The trade body’s latest trading report and accounts state the loss was as a result of bringing the six previous trade bodies together to form the business.
UK Finance had already made a £5.5m loss up to the end of June 2017 and made a further £9.6m loss between July and December 2017.
The biggest expense quoted over the six-month period was £11.7m on its 167 employees and directors.
Of this, £3.68m was attributed to non-recurring restructuring costs – potentially including redundancies and other departing expenses.
Consultants and expenses
In addition to the £11.7 staff costs, a further £3.55m was paid on professional and consultancy fees, while £254,000 went on travel and subsistence payments in the six months.
Directors’ remuneration totalled £453,000, with the highest paid director receiving £353,000, although there are no pension benefits listed for the directors.
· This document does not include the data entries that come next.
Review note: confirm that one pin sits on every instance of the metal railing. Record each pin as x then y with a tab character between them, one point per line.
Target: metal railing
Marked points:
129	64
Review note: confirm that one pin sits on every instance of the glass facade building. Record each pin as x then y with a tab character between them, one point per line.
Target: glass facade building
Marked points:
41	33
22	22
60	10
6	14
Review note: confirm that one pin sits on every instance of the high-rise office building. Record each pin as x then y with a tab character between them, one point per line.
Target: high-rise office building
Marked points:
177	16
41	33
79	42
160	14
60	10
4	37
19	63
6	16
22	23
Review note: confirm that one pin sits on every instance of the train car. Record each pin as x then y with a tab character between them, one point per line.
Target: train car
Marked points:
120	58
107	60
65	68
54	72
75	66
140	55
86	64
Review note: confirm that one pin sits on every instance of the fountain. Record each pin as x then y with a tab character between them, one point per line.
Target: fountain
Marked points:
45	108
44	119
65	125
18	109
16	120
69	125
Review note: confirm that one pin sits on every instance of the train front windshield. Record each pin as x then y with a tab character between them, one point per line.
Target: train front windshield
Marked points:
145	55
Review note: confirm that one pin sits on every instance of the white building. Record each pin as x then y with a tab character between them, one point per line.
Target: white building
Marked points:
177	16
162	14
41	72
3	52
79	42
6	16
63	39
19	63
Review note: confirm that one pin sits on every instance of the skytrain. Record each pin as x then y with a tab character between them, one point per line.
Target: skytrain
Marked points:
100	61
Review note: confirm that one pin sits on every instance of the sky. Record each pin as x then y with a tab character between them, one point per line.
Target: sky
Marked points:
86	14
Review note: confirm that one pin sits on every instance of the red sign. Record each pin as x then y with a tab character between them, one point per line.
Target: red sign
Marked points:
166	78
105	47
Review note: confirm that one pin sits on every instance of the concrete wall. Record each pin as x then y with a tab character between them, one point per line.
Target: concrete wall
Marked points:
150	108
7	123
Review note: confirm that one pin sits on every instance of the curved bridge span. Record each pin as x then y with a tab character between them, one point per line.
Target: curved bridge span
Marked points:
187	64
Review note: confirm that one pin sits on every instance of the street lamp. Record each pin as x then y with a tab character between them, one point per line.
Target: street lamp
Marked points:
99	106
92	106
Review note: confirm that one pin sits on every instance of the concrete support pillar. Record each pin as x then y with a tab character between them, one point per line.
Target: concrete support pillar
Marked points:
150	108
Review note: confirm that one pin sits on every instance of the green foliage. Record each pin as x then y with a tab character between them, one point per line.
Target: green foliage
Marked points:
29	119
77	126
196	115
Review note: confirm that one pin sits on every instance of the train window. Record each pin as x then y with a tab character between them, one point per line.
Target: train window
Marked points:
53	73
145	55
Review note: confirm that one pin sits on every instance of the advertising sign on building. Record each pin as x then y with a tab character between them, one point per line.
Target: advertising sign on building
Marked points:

Eight members have agreed to prefund UK Finance to a total of £7.8m by agreeing to waive their right to a refund of 50% of their prepaid membership subscriptions.
Six of these prefunding institutions have also provided a guarantee to the landlord of UK Finance’s office space that rent will be paid for the full 15-year term of the lease.
Risks and objectives
The report also identified the principal risks facing the organisation and its strategic objectives.
Recruitment and retention of key people, cash flow during start-up and transformation phase and data migration from previous trade bodies were highlighted as the body’s principal risks.
Strategic risks include ensuring General Data Protection Regulation compliance, strengthening commercial revenue, managing key member relationships and again recruitment and retention of key people.
Strategic objectives cited are: Serving customers better, supporting the economy, enhancing competitiveness, fighting fraud and cyber crime, embracing innovation, and earning trust.
It added that its performance would be monitored by an annual survey of members.